Fandom: Harry Potter
Ship: H/H, La pareja del Fénix
Palabras: 1810
Resumen: Hermione y Harry están envueltos en un coqueteo fuerte que quizás deba terminar por la propuesta que la confederación rusa le hace a Hermione…


La puerta del departamento de Hermione fue cerrada lenta pero firmemente por la castaña, quien inmediatamente después recargo la espalda sobre la puerta y soltó un gran suspiro. Aquel día había sido muy duro, tenía demasiado trabajo en el ministerio y todo por algo que le parecía absurdo. ¿Cómo algo tan políticamente manejado, hecho al gusto del gobierno mágico y no del pueblo mágico podía armar tal caos en el ministerio? El cambio de ministro había vuelto prácticamente locos a todos los magos, como si no supieran de antemano que candidato fuera a ganar, pues en opinión de Hermione este proceso era mucho más manipulable que las elecciones presidenciales muggles. Y eso si que era ya decir demasiado para alguien como ella.

Pero el problema no había sido el ministerio, hasta cierto punto ya se había acostumbrado al revuelo que se armaba en el lugar, pero había una persona a la que conocía desde los once años a la cual jamás se había acostumbrado y menos con las actitudes que había adoptado con ella de unos meses a la fecha. Y ese mago era el tan aclamado Harry James Potter.

Al principio, Hermione había creído que todo era su imaginación – su perturbada imaginación – pero tras algunas semanas con Harry de cacería empezó a darse cuenta que eso estaba yendo bastante lejos, los roces, las caricias, las miradas profundas, las invitaciones a salir y todo lo que acompañaba a Harry desde que se trataba de Hermione la estaba poniendo cada vez más nerviosa y emocionada. Ella había guardado en un baúl bajo siete llaves sus sentimientos hacia Harry y creyó que se quedarían ahí hasta su muerte, que solo eventualmente cuando mirara al pasado recordaría aquello, pero se equivoco… Harry ya estaba desarmándola y ya solo quedaban tres de las siete llaves, es decir, que ya iba ganando por un poco más de la mitad.

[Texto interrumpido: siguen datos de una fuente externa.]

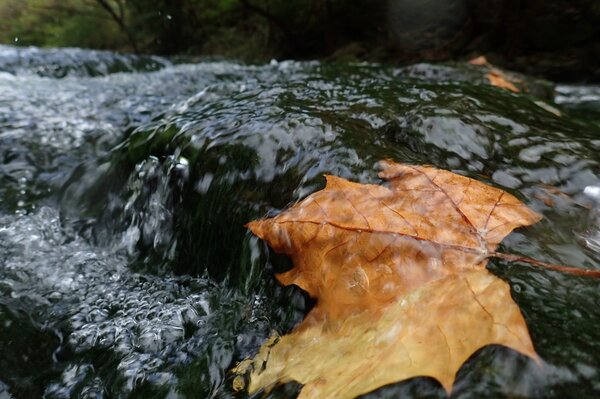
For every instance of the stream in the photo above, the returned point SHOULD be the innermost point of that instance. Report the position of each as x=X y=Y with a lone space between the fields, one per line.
x=125 y=182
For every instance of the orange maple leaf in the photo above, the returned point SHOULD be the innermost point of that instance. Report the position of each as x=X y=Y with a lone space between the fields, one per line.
x=400 y=281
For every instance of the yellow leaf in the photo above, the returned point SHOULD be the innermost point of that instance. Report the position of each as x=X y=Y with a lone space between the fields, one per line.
x=400 y=281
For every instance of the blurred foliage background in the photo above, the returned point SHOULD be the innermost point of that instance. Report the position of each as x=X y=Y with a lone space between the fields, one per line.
x=553 y=38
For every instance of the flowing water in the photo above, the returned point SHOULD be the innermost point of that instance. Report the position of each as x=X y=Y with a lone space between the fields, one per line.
x=125 y=269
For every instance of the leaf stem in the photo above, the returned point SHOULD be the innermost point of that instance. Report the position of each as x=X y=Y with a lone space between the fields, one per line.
x=561 y=268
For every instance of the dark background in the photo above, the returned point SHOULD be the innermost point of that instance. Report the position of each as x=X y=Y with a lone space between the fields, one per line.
x=559 y=40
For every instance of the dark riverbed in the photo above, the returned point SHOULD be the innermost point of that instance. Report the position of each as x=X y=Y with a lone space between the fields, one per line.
x=125 y=270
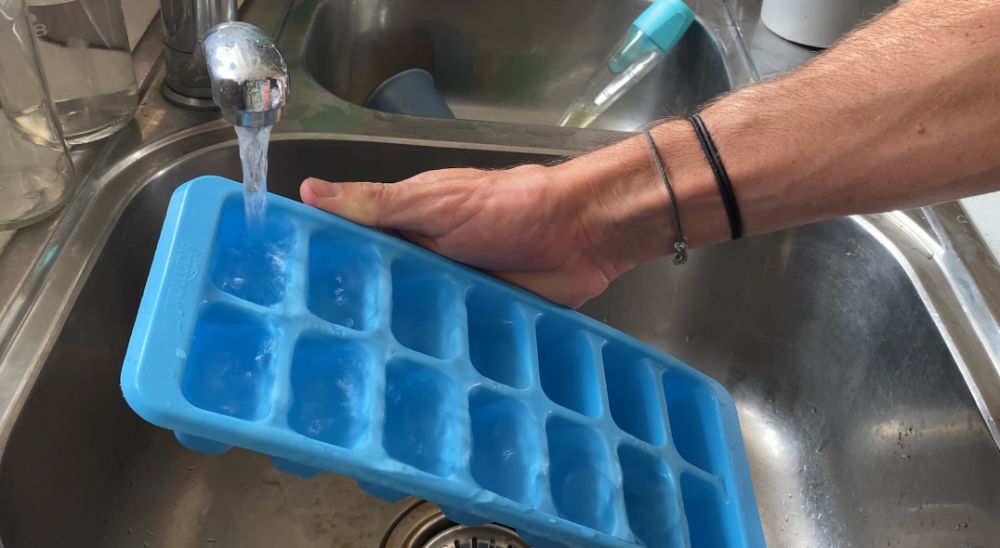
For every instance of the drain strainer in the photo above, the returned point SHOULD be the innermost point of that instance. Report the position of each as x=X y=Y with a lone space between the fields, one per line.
x=423 y=525
x=486 y=536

Hermione moría por que Harry terminara con todo aquello y ya se hicieran pareja, porque ese el plan… ¿no? Es decir, llevaba meses tratando de conquistarla, llevándola a restaurantes muggles caros y muy finos y regalándole comentarios y miradas muy sugestivas, ¿qué más podría querer? No podía simplemente estar jugando con ella, no. Hermione se negaba a creer eso, más que nada porque como auror calificada que era había usado sus conocimientos en Harry y se había dado cuenta de que el no estaba cortejando a nadie más, que después de que la llevaba a casa el siempre iba directo a la suya, no miraba a nadie más como a ella, no actuaba con nadie como con ella… o eso quería pensar ella.

En esto se constituía toda su controversia diaria, primero el pensamiento intenso de"Si, Harry por fin se fija en mi" y luego el fatal y doloroso "¿estará jugando conmigo?". Hermione se quitó los tacones que debía llevar por ser parte del uniforme formal del ministerio y se derrumbó en su cama, obligándose a no pensar en nada. En absolutamente nada más que Harry, quien era quien ganaba siempre en su mente y en su comportamiento.

Eran las cinco de la mañana cuando una lechuza picoteo la ventana de su cuarto de una manera muy insistente. Hermione por un momento odio al que había escrito esa carta y se levanto para tomar la carta, aun estaba medio dormida pero apenas ella soltó la carta de la pata de la lechuza esta voló de una manera sorprendentemente rápida, de tal forma que Hermione se quedó impactada. Pero fue poco después de ver el sello de la carta y comprendió por que la lechuza se había esfumado.

-¿Hola? ¿Hermione? ¡¿HERMIONE?! – gritó desesperadamente un chico del ministerio al ver que la auror no le prestaba la más mínima atención.

-Disculpa Josh yo… estaba distraída – le dijo Hermione al chico.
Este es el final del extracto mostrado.